And to be honest, it took us somewhere. Yes we don't have AGI or anything close to it but the products of machine learning is something we depend on every single day now.




The risk is that we've developed a formalism and ecosystem that works on entirely different principles than the brain, even if it looks similar.

It still works, but it might not be a useful model to anyone studying the brain. I've yet to meet the neuroscientist who assumes it is, so perhaps that's not a problem.


> The risk is that we've developed a formalism and ecosystem that works on entirely different principles [...]

It's a possibility, but I sometime have the feeling that people dismiss the idea that such a simple model of the brain could be enough to explain complex behaviors because they want to believe there is more to the brain.

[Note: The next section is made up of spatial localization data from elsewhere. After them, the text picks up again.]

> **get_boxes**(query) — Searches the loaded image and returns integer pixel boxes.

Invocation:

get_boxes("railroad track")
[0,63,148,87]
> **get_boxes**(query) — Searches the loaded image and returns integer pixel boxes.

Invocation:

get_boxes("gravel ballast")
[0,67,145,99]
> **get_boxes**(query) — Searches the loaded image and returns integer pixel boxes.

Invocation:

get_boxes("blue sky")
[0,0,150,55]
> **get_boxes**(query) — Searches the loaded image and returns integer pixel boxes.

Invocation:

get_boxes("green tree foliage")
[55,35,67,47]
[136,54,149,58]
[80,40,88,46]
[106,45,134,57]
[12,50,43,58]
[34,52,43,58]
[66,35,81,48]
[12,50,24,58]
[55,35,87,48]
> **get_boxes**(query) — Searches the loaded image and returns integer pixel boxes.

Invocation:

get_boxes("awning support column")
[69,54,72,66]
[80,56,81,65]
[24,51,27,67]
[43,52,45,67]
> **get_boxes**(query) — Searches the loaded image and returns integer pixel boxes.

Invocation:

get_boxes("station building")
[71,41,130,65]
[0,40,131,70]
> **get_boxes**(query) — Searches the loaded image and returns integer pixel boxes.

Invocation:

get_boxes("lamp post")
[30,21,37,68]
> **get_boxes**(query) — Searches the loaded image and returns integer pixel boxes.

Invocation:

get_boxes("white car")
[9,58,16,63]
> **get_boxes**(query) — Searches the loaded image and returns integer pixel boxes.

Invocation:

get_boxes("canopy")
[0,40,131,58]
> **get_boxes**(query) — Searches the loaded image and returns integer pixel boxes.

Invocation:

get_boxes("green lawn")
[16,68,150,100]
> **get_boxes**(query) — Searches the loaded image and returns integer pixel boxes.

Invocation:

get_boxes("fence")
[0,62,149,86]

I'm sure real neurons are very complex and difficult to model, but I also believe that the real challenge is to explain how neurons interact with each other, not how they behave individually.

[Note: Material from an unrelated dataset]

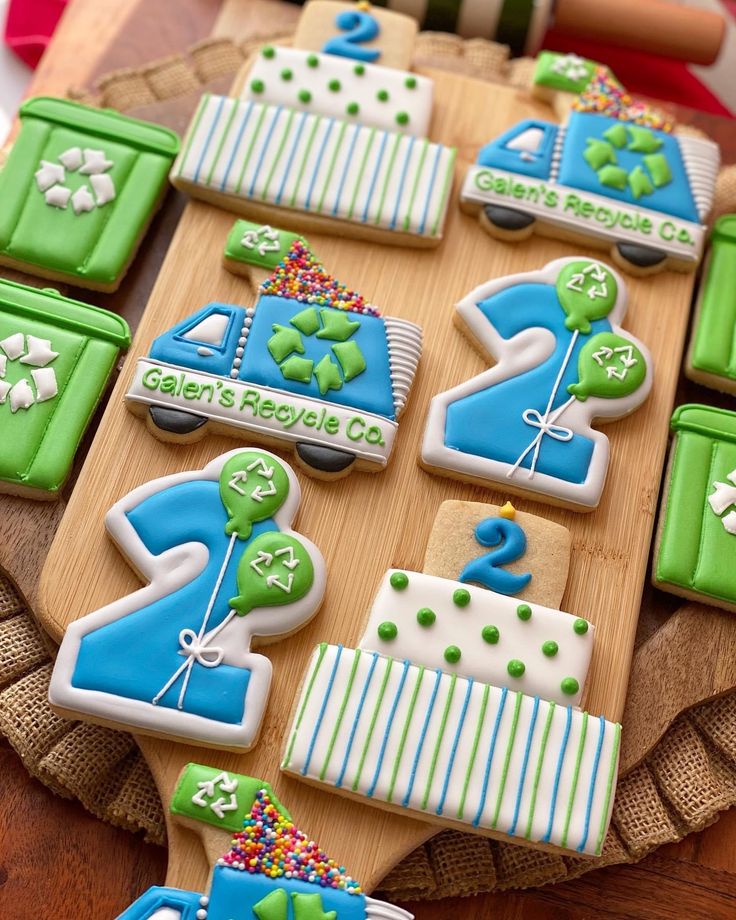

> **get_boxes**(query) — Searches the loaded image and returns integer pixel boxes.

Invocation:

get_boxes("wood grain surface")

And why do you believe the current non-intelligent ML is sufficient?

As it is, ML is running away rather fast from the integrator model by introducing explicit gating and nonlinearities in the neurons.

Yet it is still a toy compared to a nematode.


You're right, I doubt that the current models are enough to capture the complexity of the brain.

But models based on incredibly simple neurons can already produce quite complex behaviors. They show how many simple computing units interacting with each others can lead to things like vision. And I do believe that this is a fundamental principle.

Maybe we should explore that idea and scale this model up, instead of rejecting it as "too simple" and hoping that the complexity of the brain will be fully explained by the discovery of some quantum effect in neurons.

> As it is, ML is running away rather fast from the integrator model by introducing explicit gating and nonlinearities in the neurons.

I think the idea of a non-linear activation function has always been around. But for the rest I agree.